Almost a year has passed since the Deepwater Horizon oil rig exploded and spewed three months of oil into the Gulf of Mexico. But less than six months after the beleaguered oil giant managed to cap that well, it is contending with a new spill of a different sort: the loss of personal information on thousands of Gulf Coast residents who had filed claims for compensation stemming from the leak.
The breach stems from the loss of a laptop by a BP employee. According to a report from The AP, the computer, which is password protected but not encrypted, contained the names, social security numbers, phone numbers, and addresses of some 13,000 claimants.
BP spokesperson, Curtis Thomas, said the oil company sent out letters notifying those affected and reported the incident to law enforcement on Monday. BP contends that none of the personal information has been misused, but nonetheless is offering to pay for any necessary credit monitoring services to the victims of the breach.

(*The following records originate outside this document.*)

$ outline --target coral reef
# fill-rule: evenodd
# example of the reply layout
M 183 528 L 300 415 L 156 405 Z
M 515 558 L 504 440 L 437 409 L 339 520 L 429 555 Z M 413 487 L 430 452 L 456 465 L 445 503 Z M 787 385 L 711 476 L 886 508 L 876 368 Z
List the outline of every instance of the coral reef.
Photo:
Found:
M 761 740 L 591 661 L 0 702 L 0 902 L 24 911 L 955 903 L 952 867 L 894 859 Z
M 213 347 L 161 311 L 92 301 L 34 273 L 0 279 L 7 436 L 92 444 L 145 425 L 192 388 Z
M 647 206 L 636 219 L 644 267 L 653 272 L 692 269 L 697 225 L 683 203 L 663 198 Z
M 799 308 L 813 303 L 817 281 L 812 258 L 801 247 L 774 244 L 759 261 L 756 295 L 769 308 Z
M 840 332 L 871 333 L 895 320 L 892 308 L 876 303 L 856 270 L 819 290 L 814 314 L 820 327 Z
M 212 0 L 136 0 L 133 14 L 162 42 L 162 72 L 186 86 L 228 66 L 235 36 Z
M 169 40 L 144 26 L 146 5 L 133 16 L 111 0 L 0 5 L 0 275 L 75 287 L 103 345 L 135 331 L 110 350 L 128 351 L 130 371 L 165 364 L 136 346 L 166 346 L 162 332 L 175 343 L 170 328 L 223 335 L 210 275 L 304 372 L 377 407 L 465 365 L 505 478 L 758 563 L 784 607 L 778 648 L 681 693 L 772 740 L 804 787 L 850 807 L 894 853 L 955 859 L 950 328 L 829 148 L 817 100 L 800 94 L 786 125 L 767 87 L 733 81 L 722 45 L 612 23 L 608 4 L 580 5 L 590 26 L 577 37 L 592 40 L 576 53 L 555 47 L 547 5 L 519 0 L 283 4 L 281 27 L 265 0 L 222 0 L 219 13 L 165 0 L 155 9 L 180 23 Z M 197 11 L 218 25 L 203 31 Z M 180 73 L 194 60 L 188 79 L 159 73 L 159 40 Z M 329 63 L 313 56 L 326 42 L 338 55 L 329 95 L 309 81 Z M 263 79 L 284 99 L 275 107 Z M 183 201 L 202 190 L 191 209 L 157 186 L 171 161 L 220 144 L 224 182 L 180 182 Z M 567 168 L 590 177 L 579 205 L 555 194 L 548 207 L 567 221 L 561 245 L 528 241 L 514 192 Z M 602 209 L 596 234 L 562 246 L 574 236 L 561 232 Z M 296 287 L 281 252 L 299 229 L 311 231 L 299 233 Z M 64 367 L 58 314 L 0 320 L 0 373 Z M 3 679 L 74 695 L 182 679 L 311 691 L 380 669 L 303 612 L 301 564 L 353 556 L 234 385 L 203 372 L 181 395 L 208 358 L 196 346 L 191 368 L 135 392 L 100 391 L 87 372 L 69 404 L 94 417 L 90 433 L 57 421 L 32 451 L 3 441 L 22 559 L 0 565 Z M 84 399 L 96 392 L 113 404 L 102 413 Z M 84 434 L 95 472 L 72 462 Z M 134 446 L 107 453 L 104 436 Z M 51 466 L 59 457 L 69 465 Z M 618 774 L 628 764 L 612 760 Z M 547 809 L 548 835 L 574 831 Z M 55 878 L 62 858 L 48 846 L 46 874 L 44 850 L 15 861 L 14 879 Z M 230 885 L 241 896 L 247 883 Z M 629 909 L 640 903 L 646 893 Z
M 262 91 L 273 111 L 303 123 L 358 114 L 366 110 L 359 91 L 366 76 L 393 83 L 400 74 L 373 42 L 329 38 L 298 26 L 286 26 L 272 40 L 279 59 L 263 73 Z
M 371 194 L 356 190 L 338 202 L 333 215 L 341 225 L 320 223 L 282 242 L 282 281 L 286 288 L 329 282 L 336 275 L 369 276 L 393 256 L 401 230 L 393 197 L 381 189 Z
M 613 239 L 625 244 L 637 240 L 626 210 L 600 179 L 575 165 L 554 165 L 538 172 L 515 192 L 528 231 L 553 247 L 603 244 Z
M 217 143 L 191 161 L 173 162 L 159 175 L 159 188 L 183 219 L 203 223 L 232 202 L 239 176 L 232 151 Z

“We’re committed to the people of the Gulf Coast states affected by the Deepwater Horizon accident and spill, and we deeply regret that this occurred,” said Thomas.
The employee in question lost the laptop on March 1 during business travel, nearly a month ago, when asked why so much time elapsed before reporting the incident, Thomas claimed his company was doing “due diligence and investigating” the incident, according to AP.
The breach only affects claimants who filed claims directly to BP before the Gulf Coast Claims Facility took over the compensation operation in August of last year.
This incident represents just on example in growing trend of companies accidentally exposing the personal financial information of their customers.